Looking at non-insurance medical care gives a better sense of what people value because insurance and government payers dictate payments through committee; and like any central planning body, prices reflect opinion and horse trading more than true value. One may think straight medical care would be the highest value, but in fact this is where the race to the bottom has occurred the fastest. Virtual only care (VOC) fueled by COVID-19 can offer single issue visits for as low as $15-20 a visit or even “free” as part of some insurance plans. But even at these low price points, VOC as an industry hasn’t really done well in the post pandemic era (see: Teladoc stock). To be fair, most of the cratering VOC services are generally virtual urgent care for basic, acute issues like colds and rashes. Certain VOC services for personal vanity like those for hair regrowth and erectile dysfunction are still doing well. The main service grossly underrepresented in the general VOC market is chronic care. 
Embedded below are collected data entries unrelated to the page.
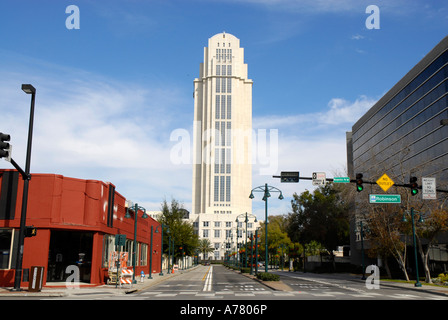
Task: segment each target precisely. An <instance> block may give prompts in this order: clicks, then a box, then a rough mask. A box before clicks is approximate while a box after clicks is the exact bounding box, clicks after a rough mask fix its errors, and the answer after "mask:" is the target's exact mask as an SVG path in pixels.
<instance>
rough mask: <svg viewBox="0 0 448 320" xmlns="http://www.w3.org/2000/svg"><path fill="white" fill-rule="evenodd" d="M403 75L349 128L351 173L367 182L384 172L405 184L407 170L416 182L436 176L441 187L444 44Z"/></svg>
mask: <svg viewBox="0 0 448 320" xmlns="http://www.w3.org/2000/svg"><path fill="white" fill-rule="evenodd" d="M417 67H419V65H418V66H416V67H415V68H417ZM415 68H414V69H415ZM414 69H413V70H414ZM410 74H411V72H410ZM408 76H409V74H408V75H407V76H406V77H405V78H403V79H404V80H408V81H400V82H399V84H398V85H397V86H399V85H401V84H402V83H405V85H403V86H401V87H398V88H397V86H395V87H394V88H393V89H394V90H393V91H394V92H393V94H392V95H391V94H390V93H391V92H389V93H388V94H387V95H386V96H387V100H386V99H381V100H380V101H379V102H378V103H377V104H376V105H375V106H373V107H372V109H371V110H370V111H369V112H368V113H367V114H366V115H365V116H364V117H363V118H361V119H360V120H359V121H358V122H357V123H356V124H355V125H354V126H353V131H352V144H353V167H354V171H355V172H362V173H363V174H364V178H366V179H367V180H373V178H374V176H376V175H377V174H378V172H383V171H386V172H387V174H388V175H389V176H390V177H391V178H392V179H393V178H394V177H399V178H398V179H403V181H399V180H398V181H396V182H397V183H408V181H407V180H404V179H408V178H409V177H410V175H411V174H412V175H415V176H418V177H419V181H420V178H421V177H436V178H437V185H438V187H440V186H444V189H446V188H445V187H446V184H447V182H448V181H447V174H448V126H443V125H442V124H441V120H442V119H448V48H445V49H444V50H442V52H441V53H440V54H439V55H438V56H437V57H436V58H435V59H434V60H433V61H432V62H431V63H430V64H429V65H427V66H426V67H425V68H423V69H422V70H420V72H419V73H418V74H417V75H416V76H414V77H413V78H411V79H406V78H407V77H408ZM391 91H392V90H391ZM385 100H386V101H385ZM366 173H367V174H366ZM377 178H378V177H377Z"/></svg>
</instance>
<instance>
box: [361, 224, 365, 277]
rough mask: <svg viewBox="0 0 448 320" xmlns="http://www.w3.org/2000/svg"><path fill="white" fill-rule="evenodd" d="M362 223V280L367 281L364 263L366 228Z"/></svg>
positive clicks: (361, 239)
mask: <svg viewBox="0 0 448 320" xmlns="http://www.w3.org/2000/svg"><path fill="white" fill-rule="evenodd" d="M359 223H360V229H361V263H362V278H361V280H366V267H365V262H364V227H363V225H362V220H361V221H360V222H359Z"/></svg>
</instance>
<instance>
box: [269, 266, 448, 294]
mask: <svg viewBox="0 0 448 320" xmlns="http://www.w3.org/2000/svg"><path fill="white" fill-rule="evenodd" d="M274 273H277V274H278V275H280V276H284V277H287V276H288V275H298V276H300V275H302V276H303V275H307V276H308V277H312V278H315V279H319V278H324V277H327V278H328V277H331V278H333V279H339V280H347V281H354V282H364V283H365V282H366V280H362V279H361V277H362V276H361V275H360V274H351V273H322V274H319V273H303V272H301V271H296V272H288V271H275V272H274ZM367 276H368V275H366V277H367ZM414 283H415V282H411V283H405V282H395V281H388V280H381V279H380V288H381V287H382V286H384V287H396V288H401V289H406V290H417V291H426V292H432V293H436V294H440V295H445V296H448V287H446V286H445V287H442V286H436V285H428V284H426V283H425V282H420V283H421V284H422V286H421V287H416V286H415V285H414Z"/></svg>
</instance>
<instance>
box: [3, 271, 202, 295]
mask: <svg viewBox="0 0 448 320" xmlns="http://www.w3.org/2000/svg"><path fill="white" fill-rule="evenodd" d="M195 268H197V266H196V267H192V268H190V269H187V270H178V271H175V272H174V273H170V274H168V273H167V271H166V270H164V271H163V275H159V274H158V273H153V274H152V279H148V275H146V276H145V278H144V279H143V281H140V276H136V277H135V280H137V283H136V284H126V285H122V286H118V287H117V288H116V287H115V284H113V285H92V284H88V283H80V284H79V286H78V287H67V286H66V285H65V282H49V283H47V284H46V285H45V286H44V287H43V288H42V290H41V291H40V292H29V291H28V288H22V290H21V291H11V289H12V288H4V287H1V288H0V300H1V299H2V298H4V297H70V296H86V299H88V297H89V295H95V294H114V295H126V294H130V293H133V292H137V291H140V290H144V289H147V288H149V287H151V286H154V285H156V284H158V283H160V282H163V281H165V280H167V279H170V278H173V277H176V276H177V275H179V274H183V273H186V272H189V271H191V270H194V269H195ZM70 284H73V282H72V283H70Z"/></svg>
Chronic care still lives mostly in full-service, in-person primary care settings. Skipping over insurance-based primary care, concierge medicine and DPC are where people can find chronic care management, which is also bundled with basic urgent care and varying degrees of care coordination. While there is some race to the bottom in the DPC space with employer sponsored, virtual, mid level-only offerings, most DPC and concierge pricing stay fairly stable. This demonstrates that a good number of people would rather pay a recurring subscription to have a personal doctor for acute and chronic issues rather than pay $15-20 for as needed VOC. Some urgent cares offer “primary care” in varying degrees and the relatively small number of people who go to urgent care for their primary care further exemplifies the value of continuity. At the extreme ends of the concierge market, where people pay 5 to 6 figures a year for their membership (of course excluding those who pay for concierge as a status symbol), the high end offerings are usually “advanced” testing (full body MRI, genetic testing, Galleri cancer screening, etc) and “treatment” (rapamycin, peptides, supplements, etc), 24/7 rapid response to any issue, and the ability to get special access to specialists and hospitals. Two of the three of those high end offerings involve what should be good primary care- access and care coordination. Clearly, in the non-insurance market, people value access to continuity and care coordination.
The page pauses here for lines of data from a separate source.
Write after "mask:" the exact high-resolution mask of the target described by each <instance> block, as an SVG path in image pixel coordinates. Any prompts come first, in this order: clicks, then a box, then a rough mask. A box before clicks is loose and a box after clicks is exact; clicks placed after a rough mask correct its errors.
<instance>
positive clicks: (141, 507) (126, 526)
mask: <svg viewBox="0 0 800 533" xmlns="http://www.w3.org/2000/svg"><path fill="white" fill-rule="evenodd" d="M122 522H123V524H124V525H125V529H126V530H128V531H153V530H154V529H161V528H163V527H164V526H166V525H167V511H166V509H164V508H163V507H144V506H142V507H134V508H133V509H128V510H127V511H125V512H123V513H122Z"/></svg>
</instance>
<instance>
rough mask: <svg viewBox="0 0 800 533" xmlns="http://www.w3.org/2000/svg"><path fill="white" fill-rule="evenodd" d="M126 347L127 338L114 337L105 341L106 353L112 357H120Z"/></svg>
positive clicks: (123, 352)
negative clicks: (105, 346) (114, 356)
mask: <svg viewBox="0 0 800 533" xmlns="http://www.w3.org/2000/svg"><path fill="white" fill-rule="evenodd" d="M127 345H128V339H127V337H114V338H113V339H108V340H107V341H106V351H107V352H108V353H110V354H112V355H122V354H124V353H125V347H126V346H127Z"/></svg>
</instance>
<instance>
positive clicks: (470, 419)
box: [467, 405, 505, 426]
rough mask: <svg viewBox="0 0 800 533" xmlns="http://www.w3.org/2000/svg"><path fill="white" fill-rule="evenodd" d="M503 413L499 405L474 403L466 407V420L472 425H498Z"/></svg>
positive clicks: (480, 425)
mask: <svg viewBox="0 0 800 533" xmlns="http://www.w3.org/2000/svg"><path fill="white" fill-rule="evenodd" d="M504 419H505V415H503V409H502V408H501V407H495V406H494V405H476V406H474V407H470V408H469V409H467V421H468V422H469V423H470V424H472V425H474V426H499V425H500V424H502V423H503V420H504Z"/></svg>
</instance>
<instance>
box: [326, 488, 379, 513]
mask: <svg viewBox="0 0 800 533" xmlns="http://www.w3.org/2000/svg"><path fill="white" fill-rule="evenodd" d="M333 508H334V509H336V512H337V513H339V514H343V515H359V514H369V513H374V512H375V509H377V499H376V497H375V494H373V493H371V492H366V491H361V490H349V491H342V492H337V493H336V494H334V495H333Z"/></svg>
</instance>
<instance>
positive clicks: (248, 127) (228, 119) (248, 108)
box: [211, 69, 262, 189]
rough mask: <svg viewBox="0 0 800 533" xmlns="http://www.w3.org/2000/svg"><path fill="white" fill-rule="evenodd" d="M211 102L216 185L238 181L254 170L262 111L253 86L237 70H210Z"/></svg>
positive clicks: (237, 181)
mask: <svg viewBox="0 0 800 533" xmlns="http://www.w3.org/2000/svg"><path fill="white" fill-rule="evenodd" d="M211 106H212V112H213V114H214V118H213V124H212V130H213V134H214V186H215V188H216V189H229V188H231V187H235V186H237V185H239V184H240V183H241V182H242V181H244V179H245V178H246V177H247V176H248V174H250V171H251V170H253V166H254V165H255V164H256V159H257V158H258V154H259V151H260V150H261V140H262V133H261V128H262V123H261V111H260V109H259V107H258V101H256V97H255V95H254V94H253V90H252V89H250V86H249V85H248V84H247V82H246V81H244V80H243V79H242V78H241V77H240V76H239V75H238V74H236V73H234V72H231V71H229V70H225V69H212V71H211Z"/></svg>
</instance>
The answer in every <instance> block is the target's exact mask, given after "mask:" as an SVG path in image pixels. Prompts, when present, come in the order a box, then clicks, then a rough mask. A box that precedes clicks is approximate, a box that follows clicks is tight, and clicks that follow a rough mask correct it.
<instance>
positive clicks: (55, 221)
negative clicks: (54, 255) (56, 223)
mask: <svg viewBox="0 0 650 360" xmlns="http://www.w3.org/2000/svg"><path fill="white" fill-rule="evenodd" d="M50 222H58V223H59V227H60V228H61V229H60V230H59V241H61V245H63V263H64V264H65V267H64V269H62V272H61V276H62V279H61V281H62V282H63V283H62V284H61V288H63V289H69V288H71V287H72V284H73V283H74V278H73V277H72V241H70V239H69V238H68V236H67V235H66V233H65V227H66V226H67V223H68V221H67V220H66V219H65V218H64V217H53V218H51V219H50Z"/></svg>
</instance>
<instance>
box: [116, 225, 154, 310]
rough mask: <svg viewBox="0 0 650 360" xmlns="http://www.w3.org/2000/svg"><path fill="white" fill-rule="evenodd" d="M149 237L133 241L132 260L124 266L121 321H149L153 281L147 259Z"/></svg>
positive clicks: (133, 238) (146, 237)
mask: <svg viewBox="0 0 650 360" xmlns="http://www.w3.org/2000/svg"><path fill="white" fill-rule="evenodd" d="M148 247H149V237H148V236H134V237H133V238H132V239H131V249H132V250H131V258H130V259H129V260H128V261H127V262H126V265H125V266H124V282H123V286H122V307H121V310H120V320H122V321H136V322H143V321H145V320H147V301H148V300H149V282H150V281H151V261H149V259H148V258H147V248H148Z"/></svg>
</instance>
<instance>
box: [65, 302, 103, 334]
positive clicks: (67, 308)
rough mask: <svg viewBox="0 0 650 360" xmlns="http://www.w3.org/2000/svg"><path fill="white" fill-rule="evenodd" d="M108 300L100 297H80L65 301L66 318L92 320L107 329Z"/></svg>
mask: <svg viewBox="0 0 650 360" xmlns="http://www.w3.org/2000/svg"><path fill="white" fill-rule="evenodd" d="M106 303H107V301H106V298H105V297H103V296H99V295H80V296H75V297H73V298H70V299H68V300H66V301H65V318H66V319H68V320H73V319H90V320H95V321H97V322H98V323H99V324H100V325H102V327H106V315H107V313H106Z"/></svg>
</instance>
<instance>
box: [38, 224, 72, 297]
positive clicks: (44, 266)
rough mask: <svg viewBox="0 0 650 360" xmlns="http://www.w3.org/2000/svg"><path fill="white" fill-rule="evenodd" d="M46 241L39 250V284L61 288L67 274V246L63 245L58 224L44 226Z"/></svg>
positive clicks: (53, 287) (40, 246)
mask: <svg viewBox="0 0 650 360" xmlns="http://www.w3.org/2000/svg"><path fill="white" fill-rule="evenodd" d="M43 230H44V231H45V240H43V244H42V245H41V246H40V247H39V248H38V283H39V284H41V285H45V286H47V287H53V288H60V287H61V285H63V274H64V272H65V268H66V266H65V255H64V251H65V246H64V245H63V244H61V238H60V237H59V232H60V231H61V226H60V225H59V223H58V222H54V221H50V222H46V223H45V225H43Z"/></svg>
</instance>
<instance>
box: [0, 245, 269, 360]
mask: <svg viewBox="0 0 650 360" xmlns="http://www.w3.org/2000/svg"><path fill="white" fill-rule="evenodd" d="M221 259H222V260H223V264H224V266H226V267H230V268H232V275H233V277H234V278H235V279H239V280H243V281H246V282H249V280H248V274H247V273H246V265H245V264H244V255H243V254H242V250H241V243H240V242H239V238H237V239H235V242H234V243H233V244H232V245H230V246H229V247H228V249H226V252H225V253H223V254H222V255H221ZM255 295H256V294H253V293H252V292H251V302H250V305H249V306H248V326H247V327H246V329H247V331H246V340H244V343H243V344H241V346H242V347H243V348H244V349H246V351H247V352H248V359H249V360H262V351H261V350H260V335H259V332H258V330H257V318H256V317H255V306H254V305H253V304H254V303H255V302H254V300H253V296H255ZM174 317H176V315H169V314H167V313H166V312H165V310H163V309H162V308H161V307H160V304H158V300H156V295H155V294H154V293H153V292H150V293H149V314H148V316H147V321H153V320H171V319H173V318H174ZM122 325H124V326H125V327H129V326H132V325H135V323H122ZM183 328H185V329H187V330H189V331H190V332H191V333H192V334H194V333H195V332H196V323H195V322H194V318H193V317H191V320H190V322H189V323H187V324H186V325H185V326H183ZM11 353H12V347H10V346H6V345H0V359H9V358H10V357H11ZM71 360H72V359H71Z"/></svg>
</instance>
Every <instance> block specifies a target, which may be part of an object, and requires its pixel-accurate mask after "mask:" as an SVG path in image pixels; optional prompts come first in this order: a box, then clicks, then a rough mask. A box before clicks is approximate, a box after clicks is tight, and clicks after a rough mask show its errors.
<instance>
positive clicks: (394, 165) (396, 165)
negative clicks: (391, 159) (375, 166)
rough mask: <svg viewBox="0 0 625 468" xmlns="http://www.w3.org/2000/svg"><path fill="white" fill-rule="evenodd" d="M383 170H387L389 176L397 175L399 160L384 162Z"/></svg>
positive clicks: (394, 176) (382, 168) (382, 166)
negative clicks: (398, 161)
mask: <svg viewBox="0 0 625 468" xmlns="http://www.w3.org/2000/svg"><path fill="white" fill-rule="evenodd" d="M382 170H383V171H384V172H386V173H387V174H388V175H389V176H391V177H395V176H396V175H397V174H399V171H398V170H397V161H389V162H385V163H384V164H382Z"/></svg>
Natural market forces are widening the rift between low-value, insurance-based primary care and high-value direct primary care. On the insurance side, the historically low reimbursement and the replacement of physicians with lesser-trained professionals will continue despite the opposition of physicians and professional organizations. On the other side, more people will realize the value of a primary care system not underwritten by insurance. DPC practices have already grown tremendously nationwide with support from individuals. Employers have entered the fray and will further supercharge this movement. The final payer, the government, will join the movement in one of two scenarios. Cynically, when the DPC movement has enough capital and connections to lobby effectively. Hopefully, this will happen when government officials understand the fundamental misalignment of primary care with insurance. Valuing primary care appropriately will solve many healthcare issues. The question now is when not how. Key decision-makers must support this shift or prolong a failing, overvalued system.